Trade wars, inverted yield curves, and global economic slowdown ... oh my. The news lately has been dominated by fears of a looming recession, sending some investors to the hills. It's understandable. The memory of the financial crisis and the Great Recession that started in 2008 is still present in many investors' minds.

It may seem surprising then that Home Depot's (NYSE:HD) stock has been so resilient, and actually rose following the release of the company's Q2 2019 report on Tuesday.

The report did show slowing sales and earnings growth. But not because the economy and housing market are facing a crisis spurred by bad subprime mortgage loans. Rather it was likely tied to a normal and healthy pullback in spending by consumers. U.S. consumer spending is still strong, a rock-solid Home Depot e-commerce segment is well-integrated into the business, and this stock still looks like a good pick for investors.

Stable housing and healthy consumers

Home Depot's revenue and earnings per share increased a meager 1% and 4%, respectively, in the second quarter of 2019. That's a slowdown from the 6% sales and 9% earnings increase in the first quarter.

Additionally, management lowered its guidance for full-year 2019 sales, expecting a 2.3% increase versus the 3.3% increase it had previously announced. The outlook for earnings remained unchanged, with a forecast for a 3.1% year-over-year increase. There are several reasons for the lowered sales guidance, including a possible negative impact on consumers from U.S. tariffs on goods from Chinese manufacturers as well as falling lumber prices.

A man working inside a house. As holds a level up to a wall, various tools and a dog lay on the floor next to him.

Image source: Getty Images.

Those headwinds notwithstanding, Home Depot is still in solidly positive territory when it comes to comparable-store sales. Comps -- a combination of traffic and average customer ticket size at existing stores -- are a key metric to watch for at an established retailer like Home Depot, as growing sales per location are the primary way the company will generate sales and profit growth. Though comps are down from the mid- to high-single-digit pace set a year ago, Home Depot saw an acceleration in the metric in Q2 as the springtime weather warmed and homeowners got to work on new projects.

Quarter

Overall comps change (YOY)

U.S. comps change (YOY)

Q1 2018

4.2%

3.9%

Q2 2018

8%

8.1%

Q3 2018

4.8%

5.4%

Q4 2018

3.2%

3.7%

Q1 2019

2.5%

3%

Q2 2019

3%

3.1%

YOY-year over year. Data source: Home Depot.

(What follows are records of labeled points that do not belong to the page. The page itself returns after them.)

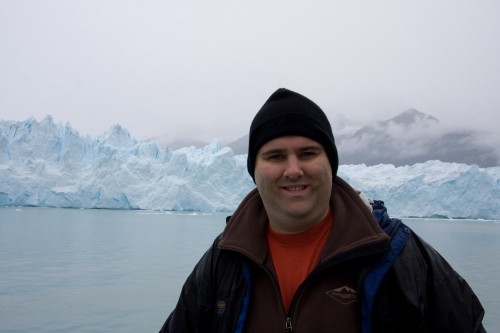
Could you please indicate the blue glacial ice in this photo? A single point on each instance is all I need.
(52, 165)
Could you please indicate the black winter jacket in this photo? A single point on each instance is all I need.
(409, 288)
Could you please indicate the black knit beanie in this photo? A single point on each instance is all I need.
(289, 113)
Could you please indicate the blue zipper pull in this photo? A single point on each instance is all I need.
(288, 325)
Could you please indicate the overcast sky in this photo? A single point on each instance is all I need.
(204, 68)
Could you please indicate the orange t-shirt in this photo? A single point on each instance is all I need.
(295, 255)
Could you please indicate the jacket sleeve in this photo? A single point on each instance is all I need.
(194, 305)
(443, 299)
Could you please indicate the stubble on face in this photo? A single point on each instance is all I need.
(294, 179)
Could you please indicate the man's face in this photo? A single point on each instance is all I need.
(294, 179)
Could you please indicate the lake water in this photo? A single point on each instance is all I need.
(69, 270)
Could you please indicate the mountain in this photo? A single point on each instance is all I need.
(408, 138)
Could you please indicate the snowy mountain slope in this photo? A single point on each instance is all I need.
(48, 164)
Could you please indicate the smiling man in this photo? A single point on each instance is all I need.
(304, 252)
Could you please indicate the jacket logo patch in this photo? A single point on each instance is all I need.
(344, 295)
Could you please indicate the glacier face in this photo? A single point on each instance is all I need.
(48, 164)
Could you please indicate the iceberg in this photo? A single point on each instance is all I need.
(51, 165)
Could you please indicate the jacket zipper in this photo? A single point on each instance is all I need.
(288, 325)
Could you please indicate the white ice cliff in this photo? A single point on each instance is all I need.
(48, 164)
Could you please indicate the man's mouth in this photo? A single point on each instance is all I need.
(295, 188)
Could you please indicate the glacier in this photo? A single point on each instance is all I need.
(48, 164)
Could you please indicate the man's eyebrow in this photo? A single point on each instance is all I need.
(311, 148)
(273, 151)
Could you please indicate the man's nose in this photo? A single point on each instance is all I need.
(293, 169)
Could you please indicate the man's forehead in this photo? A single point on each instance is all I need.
(290, 142)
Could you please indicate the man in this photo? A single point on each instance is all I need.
(303, 252)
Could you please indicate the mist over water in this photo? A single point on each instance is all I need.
(74, 270)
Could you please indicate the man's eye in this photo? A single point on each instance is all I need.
(275, 157)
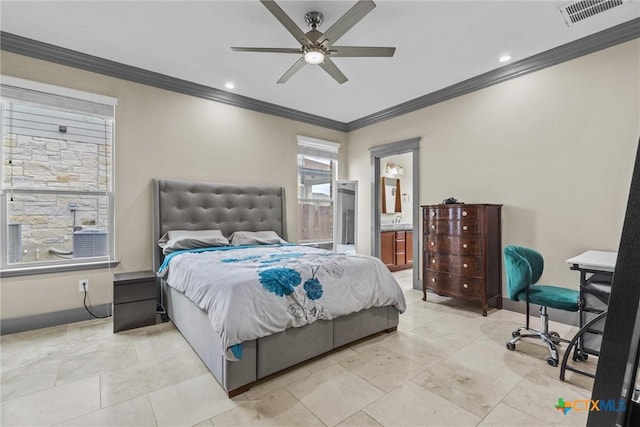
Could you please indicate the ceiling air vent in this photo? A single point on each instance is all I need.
(577, 11)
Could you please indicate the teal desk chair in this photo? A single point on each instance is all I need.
(524, 267)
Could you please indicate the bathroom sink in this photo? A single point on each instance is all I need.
(396, 226)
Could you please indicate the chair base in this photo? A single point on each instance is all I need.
(551, 339)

E-commerce investments that keep giving

Management did reduce its full-year 2019 guidance from 5% comparable-store sales growth to 4%, but that still bakes in an acceleration from the reported numbers so far. That implies that, though lumber prices are falling, Home Depot is more than making up for it elsewhere. It's also one of the big reasons the company sees its profits continuing to rise, even if revenue falters. 

Also wrapped up in Home Depot's comps are its online sales strategy, one of the more successful omnichannel strategies out there. During the second-quarter earnings call, CEO Craig Menear said that half of the online orders are picked up at a local Home Depot location, so the company continues to invest in its physical footprint to make visits faster and more convenient.

Years into its omnichannel strategy, the investments are still yielding big results. Online sales grew another 20% in the second quarter over a year ago. Digital price tags on bigger-ticket items in-store have also helped the home improvement retailer make the best use of its personnel, refocusing employees on helping the customer rather than managing inventory.

Simply put, even if the economy is headed for a slowdown, Home Depot is in good shape, its customer base is healthy, and a best-in-class online sales model is in place. Profits are on the rise, and that bottom-line expansion is leading to bigger investor paydays (remember the 32% dividend hike in early 2019?).

This is not 2008. Home Depot stock is worth a look.